Wow! Amazed by God and happy to say that I have received a full ride scholarship offer from The University of Alabama! @AlabamaFTBL @CoachjayhGraham @jason247scout #RollTide pic.twitter.com/pKpRP9nE2e
— Benjamin Morrison (@BMoe_21) March 10, 2021
“Zone Read” asked Jewell to put on his ‘ole recruiting analyst hat and spotlight Ben Morrison, Zac Swanson, and Tyler Powell who will be asked to provide not only great production but leadership as the Broncos navigate through what is expected to be another ultra-competitive 6A schedule this fall.
#3 prospect – cornerback Ben Morrison:
“Has traits that everyone desires in a big-time corner. [Ben] has length and is physical. About as much of a no-brainer prospect as I’ve ever coached. Length. Good speed. Physical. Smart. Athletic genes. About as good of a human being as you’ll ever find.”
#4 prospect – defensive lineman Zac Swanson:
“Love that Zac has position versatility. He can play end in an odd front or play defensive tackle in an even front. He’s 6-foot-4, 250 now and will only get bigger. He has good strength and is explosive as heck. Much better speed than you would think, too.”
#14 prospect – tight end Tyler Powell:
“This kid has so much untapped potential. Just learning the game and new to football as a freshman. Giant frame at 6-foot-7, 230 pounds and runs a sub-4.7 (40-yard dash). Uncoachable tools. Was a three-sport athlete early at Brophy, playing basketball and baseball – but focusing on football and baseball now. Is big and strong enough to put his hand in the ground but is fast enough to flex out. Upside is huge!”
2022 RHP Tyler Powell (@Brophy_Baseball)- physical specimen at 6-6/235, football player. Simple delivery, short clean, H3/4 slot, projectable arm strength. Struck out first 3 batters, 5 total.
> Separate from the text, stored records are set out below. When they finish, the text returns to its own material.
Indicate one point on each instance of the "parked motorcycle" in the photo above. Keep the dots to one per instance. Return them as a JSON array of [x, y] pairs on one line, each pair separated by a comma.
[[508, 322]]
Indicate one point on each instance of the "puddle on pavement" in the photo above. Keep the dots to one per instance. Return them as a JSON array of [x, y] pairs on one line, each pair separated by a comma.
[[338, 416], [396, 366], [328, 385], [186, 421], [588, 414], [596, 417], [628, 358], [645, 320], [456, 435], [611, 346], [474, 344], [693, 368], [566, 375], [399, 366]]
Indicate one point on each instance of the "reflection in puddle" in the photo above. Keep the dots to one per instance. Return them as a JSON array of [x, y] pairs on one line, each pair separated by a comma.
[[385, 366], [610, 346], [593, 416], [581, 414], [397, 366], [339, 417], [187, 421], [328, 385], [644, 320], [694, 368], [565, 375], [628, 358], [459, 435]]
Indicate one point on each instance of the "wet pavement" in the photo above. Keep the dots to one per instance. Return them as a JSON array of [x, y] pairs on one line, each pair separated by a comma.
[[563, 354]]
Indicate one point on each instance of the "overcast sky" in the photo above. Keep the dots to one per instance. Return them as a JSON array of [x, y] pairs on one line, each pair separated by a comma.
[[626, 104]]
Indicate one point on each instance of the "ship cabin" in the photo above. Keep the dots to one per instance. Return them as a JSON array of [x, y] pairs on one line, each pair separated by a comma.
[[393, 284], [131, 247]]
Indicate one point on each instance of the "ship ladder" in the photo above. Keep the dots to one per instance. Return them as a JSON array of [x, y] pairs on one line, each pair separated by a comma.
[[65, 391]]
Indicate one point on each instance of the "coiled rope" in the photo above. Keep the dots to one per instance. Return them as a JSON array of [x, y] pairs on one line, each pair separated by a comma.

— PBR Arizona (@PBRArizona) March 14, 2021
Clearly, the pieces are in place for a bounce back season this fall and the future holds promise with a number of talented underclassmen in the system.
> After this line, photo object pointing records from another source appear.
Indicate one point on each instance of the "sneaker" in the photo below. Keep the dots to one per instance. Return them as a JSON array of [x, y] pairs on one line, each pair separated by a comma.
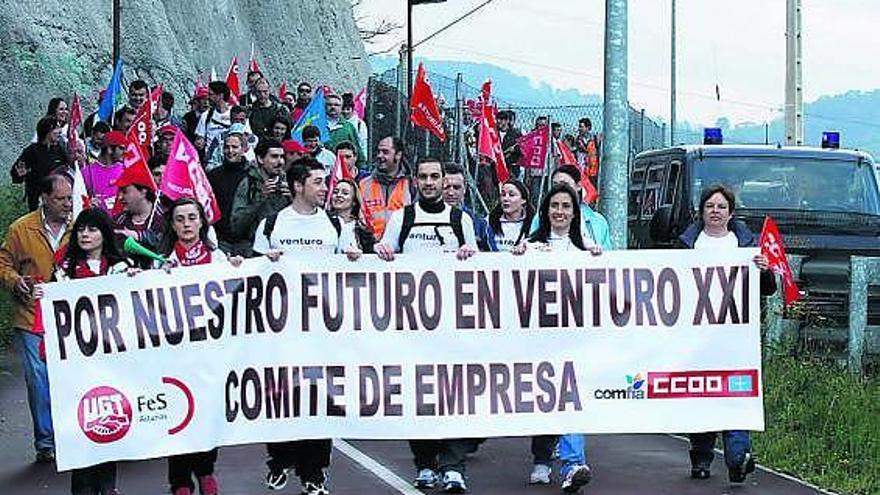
[[576, 478], [45, 456], [540, 475], [738, 473], [313, 488], [208, 485], [700, 471], [427, 478], [276, 479], [453, 482]]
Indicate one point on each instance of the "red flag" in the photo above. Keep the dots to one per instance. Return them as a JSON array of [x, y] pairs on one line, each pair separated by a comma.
[[360, 103], [141, 131], [772, 247], [534, 148], [423, 107], [232, 80], [155, 98], [568, 158], [489, 144], [282, 91], [199, 83], [252, 63], [340, 172], [184, 177], [74, 119]]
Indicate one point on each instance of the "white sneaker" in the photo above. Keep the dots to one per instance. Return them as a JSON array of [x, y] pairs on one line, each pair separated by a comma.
[[540, 475], [453, 482], [426, 478], [576, 478]]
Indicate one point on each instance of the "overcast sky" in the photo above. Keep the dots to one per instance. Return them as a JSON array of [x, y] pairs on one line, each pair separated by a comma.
[[740, 45]]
One of the glaring omissions from last fall was seeing our Arizona football talent flex its muscles on a national stage.
As the Valley continues to rise in both population and gridiron talent, State Forty Eight has attracted matchups against some of the top teams in the country. The games serve as unique and special opportunities for the players and coaches to game plan and compete against the elite on the opposite sideline.
One of those teams is Arizona’s alpha – the Chandler Wolves – who have had a stranglehold on Arizona high football supremacy for much of the past decade.
Head coach Rick Garretson is anxious to play out of state games on the road but only when it makes sense, from a safety standpoint, for his program.
“We are still a little reluctant to travel because of what’s going on in California,” Garretson said to the “Zone Read.” “It’s been kind of tough. We plan on traveling next season …we’re still not over the COVID era. It hasn’t gone away yet. It’s still there and you have to respect it. Ultimately, you have to make sure that [we] take care of our kids, our parents, and our staff.”
“Zone Read” followed up by asking if he feels other teams will once again return to those showcase matchups when the time is right.
“I hope it’s something that’s just on hold,” he continued. “It’s nice to play those teams we’ve played in the past. Whether it be Corona Centennial (CA) or Bishop Gorman (NV). Last year we were going to have JSerra Catholic (CA) come out here and play us at home because we never have out of state teams come play us at home since IMG Academy (FL) in 2017.”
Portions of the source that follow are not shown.